LUTINE joue avec le « 4ème mur », et avec le spectateur. Je dis au spectateur « c’est une fiction », on sait que ce sont des acteur·trices qui jouent, et pourtant, on croit à leurs émotions, et on s’identifie à eux de la même manière. En vrai, cela continue à me fasciner.

Que se passe-t-il pour les enfants quand on est un couple amoureux ? Peut-on avoir des enfants avec plusieurs partenaires ? Qu’en pensez-vous ?

Je pense que « être amoureux » n’a pas grand-chose à voir avec « avoir des enfants ». Le « couple amoureux » et le « couple parental » (voire plus, s’il y a plus de deux personnes qui se considèrent comme « parents » d’un enfant) sont deux choses différentes.
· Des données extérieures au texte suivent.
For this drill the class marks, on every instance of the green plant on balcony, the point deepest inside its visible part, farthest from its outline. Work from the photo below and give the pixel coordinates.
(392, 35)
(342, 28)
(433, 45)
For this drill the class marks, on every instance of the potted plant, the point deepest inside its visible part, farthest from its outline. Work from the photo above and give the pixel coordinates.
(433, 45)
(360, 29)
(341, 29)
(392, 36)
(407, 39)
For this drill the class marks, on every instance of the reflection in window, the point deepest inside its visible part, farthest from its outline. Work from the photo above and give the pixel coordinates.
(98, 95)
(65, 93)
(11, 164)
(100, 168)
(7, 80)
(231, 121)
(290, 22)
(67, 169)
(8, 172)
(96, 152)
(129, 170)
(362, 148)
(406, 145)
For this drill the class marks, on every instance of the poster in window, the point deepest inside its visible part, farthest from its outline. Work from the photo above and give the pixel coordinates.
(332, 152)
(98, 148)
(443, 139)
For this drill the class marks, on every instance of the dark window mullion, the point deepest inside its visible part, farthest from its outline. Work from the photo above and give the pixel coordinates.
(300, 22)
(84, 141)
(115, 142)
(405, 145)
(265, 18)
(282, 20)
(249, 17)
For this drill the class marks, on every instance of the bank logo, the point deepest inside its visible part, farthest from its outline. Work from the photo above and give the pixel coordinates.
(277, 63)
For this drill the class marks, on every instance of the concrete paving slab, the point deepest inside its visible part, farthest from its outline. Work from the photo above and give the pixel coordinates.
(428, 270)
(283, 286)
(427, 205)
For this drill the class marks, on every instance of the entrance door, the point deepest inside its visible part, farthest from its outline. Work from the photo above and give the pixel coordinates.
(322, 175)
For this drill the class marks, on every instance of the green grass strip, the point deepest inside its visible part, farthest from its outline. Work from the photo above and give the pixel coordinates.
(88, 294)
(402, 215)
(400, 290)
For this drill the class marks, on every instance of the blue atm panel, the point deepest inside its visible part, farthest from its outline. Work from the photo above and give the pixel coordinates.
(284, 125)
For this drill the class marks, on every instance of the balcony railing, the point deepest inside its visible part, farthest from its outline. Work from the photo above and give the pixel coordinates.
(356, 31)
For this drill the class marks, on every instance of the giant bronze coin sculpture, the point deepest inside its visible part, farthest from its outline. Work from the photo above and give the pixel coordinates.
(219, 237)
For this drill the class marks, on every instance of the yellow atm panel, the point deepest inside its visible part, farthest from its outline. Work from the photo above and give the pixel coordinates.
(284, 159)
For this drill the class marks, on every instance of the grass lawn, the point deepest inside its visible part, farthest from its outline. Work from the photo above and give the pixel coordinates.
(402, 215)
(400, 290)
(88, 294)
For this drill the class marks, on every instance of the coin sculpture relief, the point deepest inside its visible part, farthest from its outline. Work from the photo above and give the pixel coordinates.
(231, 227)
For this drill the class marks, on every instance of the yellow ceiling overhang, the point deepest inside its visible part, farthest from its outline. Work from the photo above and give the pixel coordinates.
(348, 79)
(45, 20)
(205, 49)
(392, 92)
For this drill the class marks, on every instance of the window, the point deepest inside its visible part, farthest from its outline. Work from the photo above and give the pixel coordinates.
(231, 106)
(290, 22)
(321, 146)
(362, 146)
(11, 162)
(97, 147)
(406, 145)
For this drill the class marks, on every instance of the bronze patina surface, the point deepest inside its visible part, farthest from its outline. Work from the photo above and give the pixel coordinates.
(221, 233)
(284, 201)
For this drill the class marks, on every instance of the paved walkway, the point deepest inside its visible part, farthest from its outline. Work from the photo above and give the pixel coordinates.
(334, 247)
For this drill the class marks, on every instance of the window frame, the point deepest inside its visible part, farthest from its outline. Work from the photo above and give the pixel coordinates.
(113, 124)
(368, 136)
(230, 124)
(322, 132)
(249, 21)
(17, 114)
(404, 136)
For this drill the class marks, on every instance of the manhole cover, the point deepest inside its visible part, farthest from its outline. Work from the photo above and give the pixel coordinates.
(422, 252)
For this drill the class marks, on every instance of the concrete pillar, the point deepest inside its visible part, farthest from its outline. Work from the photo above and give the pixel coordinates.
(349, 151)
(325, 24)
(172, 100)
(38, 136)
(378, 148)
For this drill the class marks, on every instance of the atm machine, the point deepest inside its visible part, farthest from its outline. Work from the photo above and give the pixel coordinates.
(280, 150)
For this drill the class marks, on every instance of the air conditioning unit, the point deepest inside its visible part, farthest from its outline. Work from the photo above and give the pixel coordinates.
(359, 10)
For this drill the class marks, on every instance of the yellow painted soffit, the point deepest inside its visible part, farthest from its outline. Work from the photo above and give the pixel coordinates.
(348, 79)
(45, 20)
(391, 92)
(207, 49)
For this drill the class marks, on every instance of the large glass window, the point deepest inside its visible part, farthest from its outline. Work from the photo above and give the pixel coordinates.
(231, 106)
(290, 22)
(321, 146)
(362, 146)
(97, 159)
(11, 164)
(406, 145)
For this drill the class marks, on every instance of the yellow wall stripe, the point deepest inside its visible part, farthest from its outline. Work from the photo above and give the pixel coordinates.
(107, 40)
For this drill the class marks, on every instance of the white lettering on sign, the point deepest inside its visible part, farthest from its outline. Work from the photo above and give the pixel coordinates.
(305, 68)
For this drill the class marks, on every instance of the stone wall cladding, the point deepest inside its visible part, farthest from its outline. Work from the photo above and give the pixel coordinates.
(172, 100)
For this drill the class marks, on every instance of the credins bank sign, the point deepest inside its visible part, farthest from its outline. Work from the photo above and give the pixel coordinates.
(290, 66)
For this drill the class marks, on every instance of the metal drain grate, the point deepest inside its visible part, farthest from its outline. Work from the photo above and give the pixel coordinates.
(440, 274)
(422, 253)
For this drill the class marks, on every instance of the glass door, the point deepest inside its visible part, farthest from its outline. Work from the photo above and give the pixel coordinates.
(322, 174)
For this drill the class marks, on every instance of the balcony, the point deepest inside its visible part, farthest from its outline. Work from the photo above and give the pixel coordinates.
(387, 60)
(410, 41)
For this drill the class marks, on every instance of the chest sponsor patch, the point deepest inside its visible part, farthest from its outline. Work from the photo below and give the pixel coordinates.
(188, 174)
Je pense qu’avant de faire des enfants avec quelqu’un·e, on devrait se poser la question de comment cela se passera si un jour, on décide de mettre fin à la relation.

Je pense par ailleurs que pour qu’un enfant soit heureux et épanoui, le plus important est que ses parents soient heureux et épanouis, et vivent dans le respect les un·es des autres. Quand des personnes vivent dans le respect et la confiance, dans le dialogue et le partage, en communication bienveillante et non-violente, alors tout est envisageable. Et la monogamie, dans la société patriarcale, inégalitaire et sexiste dans laquelle on vit, n’a certes jamais été une garantie pour qu’un enfant soit heureux et épanoui.